Matlab, read multiple 2d arrays from a csv file - matlab

I have a csv file which contains 2d arrays of 4 columns but a varying number of rows. Eg:
2, 354, 23, 101
3, 1023, 43, 454
1, 5463, 45, 7657
4, 543, 543, 654
3, 56, 7654, 344
...
I need to be able to import the data such that I can run operations on each block of data, however csvread, dlmread and textscan all ignore the blank lines.

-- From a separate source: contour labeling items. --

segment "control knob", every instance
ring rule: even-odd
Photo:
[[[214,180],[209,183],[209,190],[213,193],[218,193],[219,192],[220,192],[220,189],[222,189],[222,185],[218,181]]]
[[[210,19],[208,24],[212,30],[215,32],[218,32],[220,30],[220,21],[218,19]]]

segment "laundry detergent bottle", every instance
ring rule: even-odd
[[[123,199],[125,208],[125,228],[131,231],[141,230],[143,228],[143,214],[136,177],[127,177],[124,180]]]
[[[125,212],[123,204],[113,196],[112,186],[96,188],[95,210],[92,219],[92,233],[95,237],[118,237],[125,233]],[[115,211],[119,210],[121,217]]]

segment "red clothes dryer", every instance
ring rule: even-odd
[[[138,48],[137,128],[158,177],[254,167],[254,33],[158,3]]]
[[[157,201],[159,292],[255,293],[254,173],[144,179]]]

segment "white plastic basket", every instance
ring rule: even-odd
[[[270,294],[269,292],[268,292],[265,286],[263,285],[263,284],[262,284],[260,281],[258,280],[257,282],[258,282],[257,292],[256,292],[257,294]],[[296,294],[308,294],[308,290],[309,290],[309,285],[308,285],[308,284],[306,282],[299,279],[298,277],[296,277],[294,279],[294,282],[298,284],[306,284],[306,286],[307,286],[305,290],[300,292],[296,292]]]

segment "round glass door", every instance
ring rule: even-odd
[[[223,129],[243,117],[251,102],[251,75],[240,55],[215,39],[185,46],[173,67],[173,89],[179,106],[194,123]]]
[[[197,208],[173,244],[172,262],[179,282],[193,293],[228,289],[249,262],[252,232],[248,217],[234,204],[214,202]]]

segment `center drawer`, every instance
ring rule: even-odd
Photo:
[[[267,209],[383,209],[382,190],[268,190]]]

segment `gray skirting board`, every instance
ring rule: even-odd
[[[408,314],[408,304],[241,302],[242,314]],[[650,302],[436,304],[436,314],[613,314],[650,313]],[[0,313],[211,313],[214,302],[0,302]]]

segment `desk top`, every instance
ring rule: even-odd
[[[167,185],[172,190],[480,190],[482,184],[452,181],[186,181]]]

I can't seem to find a solution anywhere, how can this be done?
PS:
It may be worth noting that the files of the format above are actually the concatenation of many files containing only one block of data (I don't want to have to read from thousands of files every time) therefore the blank line between blocks can be changed to any other delimiter / marker. This is just done with a python script.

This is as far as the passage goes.